How to handle your mistakes like a pro

No one knows better than a boss that everyone makes mistakes. But not everyone handles them the same way. When you make a mistake, your boss will be watching you closely and asking himself these questions:

Am I dealing with someone who:

  1. learns easily from mistakes or repeats them endlessly?
  2. tells the simple truth or creates confusion to hide behind?
  3. sincerely accepts responsibility or just tells me what I want to hear?
  4. really hears and understands me?

making mistakes at workYour boss will consider the cost of your mistakes to be part of his investment in you.

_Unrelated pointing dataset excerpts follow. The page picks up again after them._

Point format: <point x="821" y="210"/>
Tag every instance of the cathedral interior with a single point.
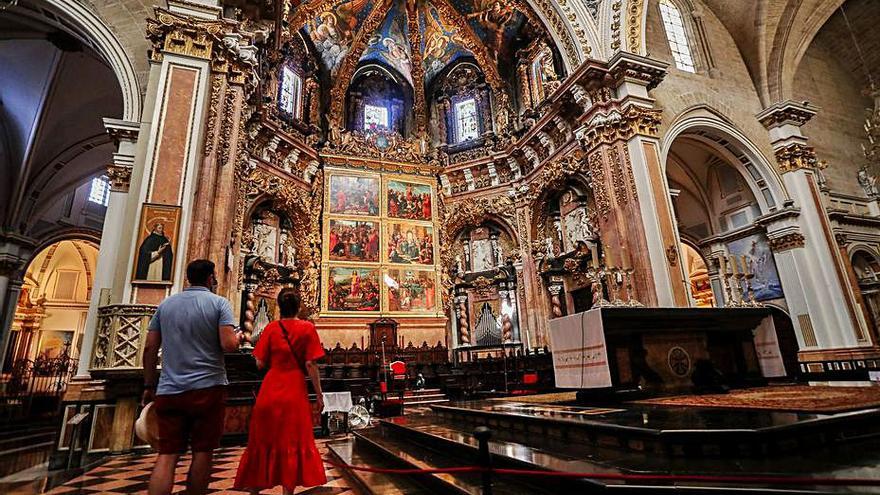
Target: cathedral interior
<point x="627" y="236"/>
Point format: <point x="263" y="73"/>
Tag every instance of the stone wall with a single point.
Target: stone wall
<point x="728" y="88"/>
<point x="836" y="131"/>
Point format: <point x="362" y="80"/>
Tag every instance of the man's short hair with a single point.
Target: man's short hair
<point x="199" y="271"/>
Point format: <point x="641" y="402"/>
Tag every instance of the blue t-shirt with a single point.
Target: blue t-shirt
<point x="192" y="357"/>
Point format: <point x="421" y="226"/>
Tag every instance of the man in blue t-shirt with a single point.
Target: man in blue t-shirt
<point x="193" y="328"/>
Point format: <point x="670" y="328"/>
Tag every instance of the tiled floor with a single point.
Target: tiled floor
<point x="131" y="474"/>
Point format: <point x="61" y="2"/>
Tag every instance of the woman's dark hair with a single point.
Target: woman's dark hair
<point x="289" y="302"/>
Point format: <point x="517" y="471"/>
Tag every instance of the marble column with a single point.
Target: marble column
<point x="125" y="135"/>
<point x="636" y="218"/>
<point x="823" y="304"/>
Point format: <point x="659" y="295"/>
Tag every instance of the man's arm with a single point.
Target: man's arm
<point x="229" y="339"/>
<point x="151" y="359"/>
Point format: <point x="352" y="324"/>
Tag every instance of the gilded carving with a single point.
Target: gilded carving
<point x="786" y="242"/>
<point x="795" y="156"/>
<point x="119" y="177"/>
<point x="597" y="184"/>
<point x="615" y="125"/>
<point x="635" y="25"/>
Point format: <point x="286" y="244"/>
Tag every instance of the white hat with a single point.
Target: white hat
<point x="147" y="426"/>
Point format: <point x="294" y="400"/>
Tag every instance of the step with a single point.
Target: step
<point x="424" y="402"/>
<point x="346" y="451"/>
<point x="413" y="455"/>
<point x="423" y="397"/>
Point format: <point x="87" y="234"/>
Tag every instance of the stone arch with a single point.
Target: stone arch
<point x="706" y="125"/>
<point x="78" y="20"/>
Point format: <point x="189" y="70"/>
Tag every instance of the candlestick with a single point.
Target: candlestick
<point x="607" y="252"/>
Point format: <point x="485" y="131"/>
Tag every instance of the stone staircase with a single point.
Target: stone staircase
<point x="423" y="397"/>
<point x="429" y="440"/>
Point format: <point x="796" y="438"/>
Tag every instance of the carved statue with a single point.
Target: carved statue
<point x="867" y="181"/>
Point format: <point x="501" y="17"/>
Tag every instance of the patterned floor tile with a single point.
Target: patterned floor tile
<point x="130" y="475"/>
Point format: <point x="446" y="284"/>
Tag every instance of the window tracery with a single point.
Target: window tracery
<point x="676" y="35"/>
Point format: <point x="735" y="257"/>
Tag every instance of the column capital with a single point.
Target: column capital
<point x="626" y="67"/>
<point x="787" y="112"/>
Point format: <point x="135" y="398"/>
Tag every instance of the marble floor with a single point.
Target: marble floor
<point x="130" y="475"/>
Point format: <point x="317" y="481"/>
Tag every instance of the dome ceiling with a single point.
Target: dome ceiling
<point x="381" y="31"/>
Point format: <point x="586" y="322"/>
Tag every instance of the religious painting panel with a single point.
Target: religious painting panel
<point x="54" y="344"/>
<point x="354" y="195"/>
<point x="353" y="240"/>
<point x="756" y="249"/>
<point x="411" y="290"/>
<point x="156" y="244"/>
<point x="482" y="255"/>
<point x="408" y="200"/>
<point x="353" y="289"/>
<point x="410" y="243"/>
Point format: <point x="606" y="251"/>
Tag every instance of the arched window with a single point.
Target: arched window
<point x="100" y="191"/>
<point x="677" y="36"/>
<point x="290" y="97"/>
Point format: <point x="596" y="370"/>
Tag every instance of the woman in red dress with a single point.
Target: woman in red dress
<point x="281" y="447"/>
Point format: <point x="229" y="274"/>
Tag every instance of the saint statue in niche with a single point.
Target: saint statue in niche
<point x="155" y="256"/>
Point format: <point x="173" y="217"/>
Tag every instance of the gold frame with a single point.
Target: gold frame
<point x="177" y="212"/>
<point x="383" y="265"/>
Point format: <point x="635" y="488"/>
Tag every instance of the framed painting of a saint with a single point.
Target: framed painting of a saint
<point x="353" y="240"/>
<point x="354" y="289"/>
<point x="410" y="244"/>
<point x="411" y="201"/>
<point x="354" y="195"/>
<point x="156" y="244"/>
<point x="411" y="290"/>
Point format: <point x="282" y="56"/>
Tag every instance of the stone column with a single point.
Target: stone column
<point x="824" y="306"/>
<point x="125" y="135"/>
<point x="534" y="322"/>
<point x="636" y="219"/>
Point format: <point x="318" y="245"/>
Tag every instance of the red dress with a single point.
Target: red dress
<point x="281" y="446"/>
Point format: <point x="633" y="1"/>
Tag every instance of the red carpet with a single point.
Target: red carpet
<point x="799" y="398"/>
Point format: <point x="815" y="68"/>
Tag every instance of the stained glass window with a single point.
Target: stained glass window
<point x="375" y="117"/>
<point x="100" y="191"/>
<point x="291" y="91"/>
<point x="677" y="36"/>
<point x="467" y="127"/>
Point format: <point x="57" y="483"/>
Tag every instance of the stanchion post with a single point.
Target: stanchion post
<point x="482" y="434"/>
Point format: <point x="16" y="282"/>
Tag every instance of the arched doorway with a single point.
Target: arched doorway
<point x="719" y="191"/>
<point x="867" y="270"/>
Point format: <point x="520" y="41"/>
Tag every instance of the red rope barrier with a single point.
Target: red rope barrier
<point x="681" y="478"/>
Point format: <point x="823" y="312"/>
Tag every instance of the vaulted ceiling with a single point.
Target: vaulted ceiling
<point x="54" y="92"/>
<point x="417" y="38"/>
<point x="773" y="35"/>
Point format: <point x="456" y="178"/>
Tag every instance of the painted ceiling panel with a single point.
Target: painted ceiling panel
<point x="390" y="43"/>
<point x="333" y="30"/>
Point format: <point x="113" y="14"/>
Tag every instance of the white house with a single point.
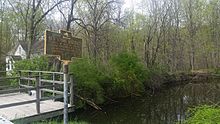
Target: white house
<point x="19" y="52"/>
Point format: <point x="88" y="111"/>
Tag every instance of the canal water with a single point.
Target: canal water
<point x="168" y="106"/>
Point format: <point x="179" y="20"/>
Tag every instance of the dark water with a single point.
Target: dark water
<point x="165" y="107"/>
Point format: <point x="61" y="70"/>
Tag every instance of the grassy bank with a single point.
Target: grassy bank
<point x="204" y="115"/>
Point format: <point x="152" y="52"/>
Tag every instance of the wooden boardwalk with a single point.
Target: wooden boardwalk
<point x="25" y="110"/>
<point x="18" y="105"/>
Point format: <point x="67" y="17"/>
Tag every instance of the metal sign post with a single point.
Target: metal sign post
<point x="64" y="45"/>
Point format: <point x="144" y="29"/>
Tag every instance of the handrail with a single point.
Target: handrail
<point x="7" y="78"/>
<point x="48" y="72"/>
<point x="38" y="79"/>
<point x="30" y="101"/>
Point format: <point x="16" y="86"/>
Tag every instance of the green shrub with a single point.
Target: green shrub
<point x="155" y="76"/>
<point x="128" y="73"/>
<point x="88" y="77"/>
<point x="204" y="115"/>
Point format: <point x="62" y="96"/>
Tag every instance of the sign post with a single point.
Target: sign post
<point x="65" y="46"/>
<point x="65" y="91"/>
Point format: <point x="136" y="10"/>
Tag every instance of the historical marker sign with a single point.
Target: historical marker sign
<point x="62" y="44"/>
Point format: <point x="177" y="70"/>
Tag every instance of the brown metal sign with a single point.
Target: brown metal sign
<point x="62" y="44"/>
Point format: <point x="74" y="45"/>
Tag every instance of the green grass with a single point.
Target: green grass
<point x="204" y="115"/>
<point x="58" y="122"/>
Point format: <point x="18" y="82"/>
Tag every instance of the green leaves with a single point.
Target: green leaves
<point x="128" y="73"/>
<point x="204" y="115"/>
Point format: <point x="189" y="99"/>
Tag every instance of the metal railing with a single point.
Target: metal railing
<point x="42" y="82"/>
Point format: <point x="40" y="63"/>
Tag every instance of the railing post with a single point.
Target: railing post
<point x="65" y="95"/>
<point x="19" y="79"/>
<point x="29" y="76"/>
<point x="72" y="93"/>
<point x="53" y="86"/>
<point x="37" y="95"/>
<point x="40" y="75"/>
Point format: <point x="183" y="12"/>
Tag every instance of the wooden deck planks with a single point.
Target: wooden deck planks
<point x="26" y="110"/>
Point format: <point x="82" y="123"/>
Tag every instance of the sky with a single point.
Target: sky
<point x="128" y="5"/>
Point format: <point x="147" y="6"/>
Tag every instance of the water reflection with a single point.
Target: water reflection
<point x="165" y="107"/>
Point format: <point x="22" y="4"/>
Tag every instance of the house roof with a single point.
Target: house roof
<point x="24" y="45"/>
<point x="38" y="47"/>
<point x="16" y="58"/>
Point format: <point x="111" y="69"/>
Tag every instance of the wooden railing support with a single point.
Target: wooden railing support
<point x="71" y="90"/>
<point x="29" y="76"/>
<point x="65" y="95"/>
<point x="53" y="87"/>
<point x="40" y="75"/>
<point x="37" y="94"/>
<point x="19" y="79"/>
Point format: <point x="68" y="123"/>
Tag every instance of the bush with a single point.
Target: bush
<point x="155" y="76"/>
<point x="204" y="115"/>
<point x="128" y="73"/>
<point x="88" y="77"/>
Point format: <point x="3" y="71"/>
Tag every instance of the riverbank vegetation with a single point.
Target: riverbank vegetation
<point x="204" y="115"/>
<point x="124" y="75"/>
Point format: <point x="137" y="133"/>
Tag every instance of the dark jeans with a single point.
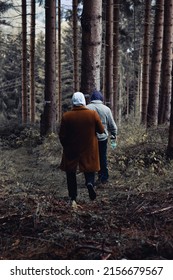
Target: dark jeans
<point x="103" y="173"/>
<point x="72" y="182"/>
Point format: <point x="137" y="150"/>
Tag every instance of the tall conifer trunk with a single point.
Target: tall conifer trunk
<point x="75" y="46"/>
<point x="146" y="62"/>
<point x="32" y="63"/>
<point x="24" y="64"/>
<point x="115" y="57"/>
<point x="153" y="102"/>
<point x="48" y="120"/>
<point x="165" y="94"/>
<point x="109" y="55"/>
<point x="91" y="45"/>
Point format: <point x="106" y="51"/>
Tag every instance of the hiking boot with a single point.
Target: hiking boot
<point x="92" y="194"/>
<point x="73" y="204"/>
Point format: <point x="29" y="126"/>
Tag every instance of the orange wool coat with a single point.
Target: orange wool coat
<point x="78" y="137"/>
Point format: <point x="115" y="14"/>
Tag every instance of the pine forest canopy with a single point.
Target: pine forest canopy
<point x="113" y="46"/>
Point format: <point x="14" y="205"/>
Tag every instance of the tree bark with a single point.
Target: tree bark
<point x="109" y="55"/>
<point x="146" y="62"/>
<point x="32" y="63"/>
<point x="59" y="100"/>
<point x="153" y="102"/>
<point x="91" y="22"/>
<point x="166" y="82"/>
<point x="48" y="119"/>
<point x="115" y="58"/>
<point x="75" y="46"/>
<point x="24" y="64"/>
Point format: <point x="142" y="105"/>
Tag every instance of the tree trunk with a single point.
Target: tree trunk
<point x="59" y="101"/>
<point x="146" y="62"/>
<point x="32" y="63"/>
<point x="48" y="119"/>
<point x="24" y="64"/>
<point x="75" y="46"/>
<point x="109" y="55"/>
<point x="152" y="116"/>
<point x="170" y="137"/>
<point x="115" y="57"/>
<point x="91" y="22"/>
<point x="165" y="96"/>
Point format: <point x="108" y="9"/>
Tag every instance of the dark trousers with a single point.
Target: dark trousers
<point x="72" y="182"/>
<point x="103" y="173"/>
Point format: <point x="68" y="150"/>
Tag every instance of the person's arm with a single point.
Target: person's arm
<point x="112" y="127"/>
<point x="99" y="126"/>
<point x="62" y="132"/>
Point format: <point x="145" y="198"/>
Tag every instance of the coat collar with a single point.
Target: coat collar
<point x="97" y="102"/>
<point x="78" y="108"/>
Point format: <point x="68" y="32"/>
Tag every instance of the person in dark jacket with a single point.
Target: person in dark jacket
<point x="78" y="137"/>
<point x="96" y="104"/>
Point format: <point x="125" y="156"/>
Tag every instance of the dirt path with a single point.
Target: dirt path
<point x="37" y="222"/>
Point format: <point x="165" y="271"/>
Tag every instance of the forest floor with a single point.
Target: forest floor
<point x="131" y="218"/>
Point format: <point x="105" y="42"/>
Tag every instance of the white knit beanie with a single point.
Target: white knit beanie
<point x="78" y="99"/>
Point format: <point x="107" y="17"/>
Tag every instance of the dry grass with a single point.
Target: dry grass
<point x="131" y="218"/>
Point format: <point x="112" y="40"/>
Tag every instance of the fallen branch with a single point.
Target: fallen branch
<point x="161" y="210"/>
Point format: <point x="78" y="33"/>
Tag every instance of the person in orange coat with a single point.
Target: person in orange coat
<point x="77" y="135"/>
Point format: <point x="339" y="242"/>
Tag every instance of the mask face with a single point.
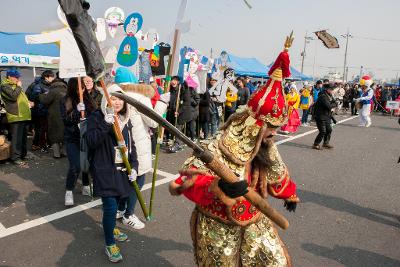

It’s a cost of doing business. Your job when you report a mistake is to convince your supervisor that his investment is a good one. You can do that by following this checklist:

  1. report your mistakes early so your boss doesn’t find out about them from someone else
  2. apologize without assigning blame to others and without sounding defensive
  3. do whatever you can to correct your mistake and do it quickly
  4. show you thought about what led to your mistake
  5. summarize and say back to your boss his message to you, for ex: “I hear you saying that this was a costly mistake for the company at a time when…” and then
  6. commit to not making that mistake again and explain how you will avoid it

Fully accepting a mistake, making repairs and avoiding repetition is extremely difficult. Maybe one of the most difficult things in life. And that’s one of the few advantages you have in this situation — your boss knows how hard it is. So do it right and you’ll show what you’re made of. If you’re lucky, you may just come out ahead!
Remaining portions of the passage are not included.